Edward B. Garon, MD: At this point, we don't have great data that helps us differentiate particularly between this regimen and the CheckMate 9LA regimen which I design is quite similar, where one would have a CTLA-4 inhibitor plus an inhibitor of the PD-1 and PD-L1 interaction along with chemotherapy. I think that based on the data we have to date, we don't have a lot that differentiates these two regimens, one from the other. But I think that hopefully, in the coming years as some prospective data is generated, particularly in these biomarkers subsets that have been of interest and have been presented before that we would be able to have something that gives us a specific indication to use these agents. Now, whether or not data for instance, that would be generated prospectively with the POSEIDON regimen would also be of relevance to the CheckMate 9LA regimen, we would assume, but we can't be certain, in least in my practice, I've generally sort of used a regimen where the safety and toxicity and efficacy are known because they've been experimentally tested. And I think that that will be something of interest, certainly, as I mentioned in prospective studies going forward.
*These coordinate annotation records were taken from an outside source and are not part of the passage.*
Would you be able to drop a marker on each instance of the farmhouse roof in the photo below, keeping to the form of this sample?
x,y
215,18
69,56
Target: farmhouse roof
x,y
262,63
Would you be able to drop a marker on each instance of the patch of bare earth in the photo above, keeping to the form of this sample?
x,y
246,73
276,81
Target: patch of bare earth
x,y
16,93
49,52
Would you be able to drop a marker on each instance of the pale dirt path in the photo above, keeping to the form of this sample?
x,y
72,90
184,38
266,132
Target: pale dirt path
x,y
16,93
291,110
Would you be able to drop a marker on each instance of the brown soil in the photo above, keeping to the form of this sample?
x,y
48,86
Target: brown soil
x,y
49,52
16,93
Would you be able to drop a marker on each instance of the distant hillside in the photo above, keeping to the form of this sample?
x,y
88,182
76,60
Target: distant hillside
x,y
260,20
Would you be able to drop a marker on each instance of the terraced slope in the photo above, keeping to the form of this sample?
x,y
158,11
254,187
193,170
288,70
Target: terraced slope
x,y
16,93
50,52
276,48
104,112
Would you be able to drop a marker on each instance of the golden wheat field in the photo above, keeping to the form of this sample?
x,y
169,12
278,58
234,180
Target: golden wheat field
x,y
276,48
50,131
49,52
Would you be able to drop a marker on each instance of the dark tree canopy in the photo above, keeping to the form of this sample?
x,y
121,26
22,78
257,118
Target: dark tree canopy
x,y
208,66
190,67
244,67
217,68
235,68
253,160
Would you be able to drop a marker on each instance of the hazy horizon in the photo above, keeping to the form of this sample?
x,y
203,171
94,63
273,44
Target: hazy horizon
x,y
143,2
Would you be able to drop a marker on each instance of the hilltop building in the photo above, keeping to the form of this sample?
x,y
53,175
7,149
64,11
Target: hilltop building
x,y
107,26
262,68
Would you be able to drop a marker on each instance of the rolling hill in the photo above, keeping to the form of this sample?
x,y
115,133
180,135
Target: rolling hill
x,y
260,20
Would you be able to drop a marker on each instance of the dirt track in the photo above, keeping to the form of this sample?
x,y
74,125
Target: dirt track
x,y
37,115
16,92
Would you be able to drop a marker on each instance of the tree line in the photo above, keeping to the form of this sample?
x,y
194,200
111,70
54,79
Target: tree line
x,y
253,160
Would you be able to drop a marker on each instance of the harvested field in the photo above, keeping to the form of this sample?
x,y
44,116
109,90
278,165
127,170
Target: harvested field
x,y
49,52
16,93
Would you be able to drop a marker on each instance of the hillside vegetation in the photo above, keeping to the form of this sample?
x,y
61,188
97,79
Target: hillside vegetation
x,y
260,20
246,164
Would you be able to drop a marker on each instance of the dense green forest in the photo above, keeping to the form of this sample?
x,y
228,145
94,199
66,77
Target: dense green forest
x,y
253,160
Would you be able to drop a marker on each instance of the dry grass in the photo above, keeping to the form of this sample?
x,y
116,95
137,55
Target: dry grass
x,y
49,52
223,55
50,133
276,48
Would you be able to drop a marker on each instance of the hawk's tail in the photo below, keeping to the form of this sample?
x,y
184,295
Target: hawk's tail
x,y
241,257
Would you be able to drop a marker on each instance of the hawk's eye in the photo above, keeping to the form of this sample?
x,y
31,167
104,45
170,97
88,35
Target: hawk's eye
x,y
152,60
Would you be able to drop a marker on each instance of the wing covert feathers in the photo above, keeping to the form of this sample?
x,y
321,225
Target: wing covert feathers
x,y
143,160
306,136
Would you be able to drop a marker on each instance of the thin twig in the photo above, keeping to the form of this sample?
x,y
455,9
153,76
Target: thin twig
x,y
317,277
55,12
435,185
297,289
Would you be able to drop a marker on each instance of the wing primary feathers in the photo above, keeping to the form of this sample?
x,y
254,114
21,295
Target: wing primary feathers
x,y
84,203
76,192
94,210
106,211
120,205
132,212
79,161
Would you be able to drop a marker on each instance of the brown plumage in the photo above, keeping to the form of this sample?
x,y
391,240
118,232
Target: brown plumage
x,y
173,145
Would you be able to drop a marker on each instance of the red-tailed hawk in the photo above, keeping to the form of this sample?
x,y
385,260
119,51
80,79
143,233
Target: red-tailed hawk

Targeted Oncology™: Do you have any concerns about toxicity of this combination?

Edward B. Garon, MD: Any therapy you have is going to have increased toxicity. And that is something that we live with, but we need to balance that against the increase in efficacy. And that's again, why I'm really eager to see prospective data that addresses these sorts of questions. Because we know we are going to have some toxicity when we incorporate a CTLA-4 inhibitor. And I think it's important to know in whom we are showing increased efficacy, for instance, although the CTLA-4 inhibitor was different, there was a study in patients high PD-L1 expression of pembrolizumab plus placebo or pembrolizumab, plus ipilimumab. And the incorporation of ipilimumab was not better in that. The study was stopped early as the toxicity was greater and the efficacy was not better. There is some data that some of these patients with biomarkers that would end up a poorer outcome, may be particularly appealing patients to be looking at with these four drug regimens. And I think again, it's going to be really important to experimentally test that so that we can get some sense as to whether or not that is something that is not just a theoretical positive but with something that is true in the real world.